Lift, drag, gravity, mass, and Newton's Laws of Motion.
All of those factors played roles in the events of the annual Beaty-Warren Middle School rocket launch last Friday.
So did learning and having a good time.
The annual Beaty-Warren Middle School rocket launch.
The students involved worked on cross-curricular projects related to rockets and the launch.
Math and sciences were natural fits for the rocketry, but teachers made sure the unit included writing and history, too.
"This project benefited us by helping us with our writing skills," student Bob McAvoy said. "We wrote an essay about how to build a rocket."
Times Observer photos by Brian Ferry
Up, up and away!
Members of Team Betty White (from left) Steffen Blair, Anna Falvo, and Darren Liu (photo top left) watch as their rocket, the Cure, begins its graceful ascent. At right, Science Teacher Kari Sullivan helps DaleAnna Wightman track her launch.
They learned some of the history of rockets by watching a movie.
They got some details of practical applications of rockets by speaking with John Mangus of Warren, who has worked on both the Hubble and James Webb space telescope projects for NASA.
On the day of the launch, the students were loud and enthusiastic.
"It's really fun," McAvoy said.
Objects in motion...
Newton's First Law says that objects in motion will remain in motion and objects at rest will remain at rest until force is applied.

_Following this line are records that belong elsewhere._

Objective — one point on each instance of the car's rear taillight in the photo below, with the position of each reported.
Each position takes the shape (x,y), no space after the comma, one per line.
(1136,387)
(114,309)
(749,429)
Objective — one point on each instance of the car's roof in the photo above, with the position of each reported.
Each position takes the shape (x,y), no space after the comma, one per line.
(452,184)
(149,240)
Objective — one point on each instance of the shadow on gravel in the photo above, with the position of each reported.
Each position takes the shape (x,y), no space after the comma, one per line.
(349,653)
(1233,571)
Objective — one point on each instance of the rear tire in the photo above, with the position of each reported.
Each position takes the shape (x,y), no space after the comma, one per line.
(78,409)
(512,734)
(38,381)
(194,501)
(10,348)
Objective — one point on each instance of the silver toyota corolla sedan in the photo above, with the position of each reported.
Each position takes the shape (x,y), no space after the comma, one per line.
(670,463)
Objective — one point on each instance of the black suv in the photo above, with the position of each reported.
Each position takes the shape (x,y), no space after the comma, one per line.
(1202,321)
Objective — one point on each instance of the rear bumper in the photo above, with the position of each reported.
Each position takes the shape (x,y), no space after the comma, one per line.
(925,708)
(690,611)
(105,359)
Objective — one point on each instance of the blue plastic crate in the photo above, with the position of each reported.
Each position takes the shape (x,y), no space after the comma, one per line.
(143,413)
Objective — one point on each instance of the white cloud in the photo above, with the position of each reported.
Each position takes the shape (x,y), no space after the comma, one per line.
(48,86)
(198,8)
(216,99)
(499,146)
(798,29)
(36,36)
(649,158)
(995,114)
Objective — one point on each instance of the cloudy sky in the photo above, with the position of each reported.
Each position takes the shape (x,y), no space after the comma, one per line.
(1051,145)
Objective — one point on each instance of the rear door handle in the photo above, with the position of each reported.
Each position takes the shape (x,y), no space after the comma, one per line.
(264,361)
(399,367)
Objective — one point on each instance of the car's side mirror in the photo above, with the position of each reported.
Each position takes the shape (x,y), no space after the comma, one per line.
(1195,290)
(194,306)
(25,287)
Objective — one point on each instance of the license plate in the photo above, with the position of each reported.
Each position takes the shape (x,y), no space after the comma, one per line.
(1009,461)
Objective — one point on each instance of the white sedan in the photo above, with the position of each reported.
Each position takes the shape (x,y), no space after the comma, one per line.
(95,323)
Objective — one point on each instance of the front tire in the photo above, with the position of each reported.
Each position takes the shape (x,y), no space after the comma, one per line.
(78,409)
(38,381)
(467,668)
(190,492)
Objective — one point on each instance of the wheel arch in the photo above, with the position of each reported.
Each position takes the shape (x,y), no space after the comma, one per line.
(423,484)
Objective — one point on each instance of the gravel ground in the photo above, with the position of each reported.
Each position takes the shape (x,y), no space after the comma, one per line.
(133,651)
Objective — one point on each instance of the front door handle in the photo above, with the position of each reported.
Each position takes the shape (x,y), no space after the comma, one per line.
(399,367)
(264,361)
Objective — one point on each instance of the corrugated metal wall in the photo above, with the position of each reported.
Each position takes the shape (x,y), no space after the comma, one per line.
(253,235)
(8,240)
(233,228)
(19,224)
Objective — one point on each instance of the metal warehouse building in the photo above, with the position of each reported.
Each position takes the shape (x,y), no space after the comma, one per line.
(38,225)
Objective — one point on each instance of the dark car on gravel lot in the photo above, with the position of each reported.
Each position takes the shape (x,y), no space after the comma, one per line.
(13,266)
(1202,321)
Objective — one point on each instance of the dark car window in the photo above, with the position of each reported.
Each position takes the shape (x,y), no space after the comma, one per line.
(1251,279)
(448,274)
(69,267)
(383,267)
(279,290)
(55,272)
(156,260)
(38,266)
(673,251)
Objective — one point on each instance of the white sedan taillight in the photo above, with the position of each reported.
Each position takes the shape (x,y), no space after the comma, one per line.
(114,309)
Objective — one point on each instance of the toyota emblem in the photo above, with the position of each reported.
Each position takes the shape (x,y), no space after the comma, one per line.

"When you put it on the launch pad, it's going to stay there until a force acts upon it," student Scott Miller explained. "The force will be the engine."
When the engine fires, the upward force moves the rocket off the pad into the air.
"In motion, it's going to stay in motion until a force acts upon it," he said.
Gravity is the primary force that slows the rocket's ascent and eventually sends it back earthward.
"The engine is pushing it up," Miller said. "Gravity will be pulling it down."
But there are other forces working on the rocket.
"With rockets, once they launch, the fins cause drag," McAvoy said. "That slows the rocket down."
As gravity brings the rocket back down, friction with the air slows the descent. Each rocket was packed with a parachute. The engine's last act is to blast the nose of the rocket off, freeing the chute.
"In our case, the parachute is slowing the fall," Miller said.
The parachutes dramatically increase drag and allow the rockets, in many cases, to fall slowly enough that students can safely catch them - if they can reach the landing point in time.
Force, mass, acceleration
The Second Law states the relationship between force, mass and acceleration - force equals mass times acceleration.
Some students prefer small rockets. Some go for large rockets. The size plays a major role in how high the rockets will get. The engines provide the same force, so a rocket with a larger mass will have a lower acceleration.
"The lighter the rocket, the higher it can be launched," Science Teacher Carolyn Yurick said.
The students used three sizes of engines - A, B, and C, with C engines the strongest - at the launch. "The greater the impulse of an engine the higher it can send a rocket," Yurick said.
An A engine can launch a standard rocket as high as 400 feet. Rockets with B engines can rise to 800 feet, and a C engine can take its vessel to 1,600 feet.
The 172 students on the two teams - Blue and White - were broken up into. Altogether, there were 127 launches. One rocket reportedly exploded. Some launches ended in unrecoverable rockets. A team's launch day is usually over when the wind carries their rocket into a tree or the Conewango Creek.
On the White Team, the Gaga Monsters' rocket reached a top speed of 76 miles per hour and flew upward for 3.56 seconds before reaching its apex. The rockets of teams Boom and Pudding Patrol each attained speeds of 70 miles per hour.
The Blue team pushed the envelope with a top speed of 79 miles per hour to 3.82 seconds by the Speed of Lights; and two 75-mile per hour shots, one by Awesome Ninja Chicks and the other by Post Apocalyptic Owls.
Team NA(17) Batman touched the sky with a C engine that took their rocket to a speed of 70 miles per hour. The rocket did not begin its return to earth for 6.84 seconds.
Equal and opposite reaction
For every action, there is an equal and opposite reaction.
There are several examples of this in the rocketry, but there are two very basic to the work.
The engine fires downward - the rocket goes upward.
And, "when the rocket goes up into the air, eventually it has to fall the same distance," McAvoy said.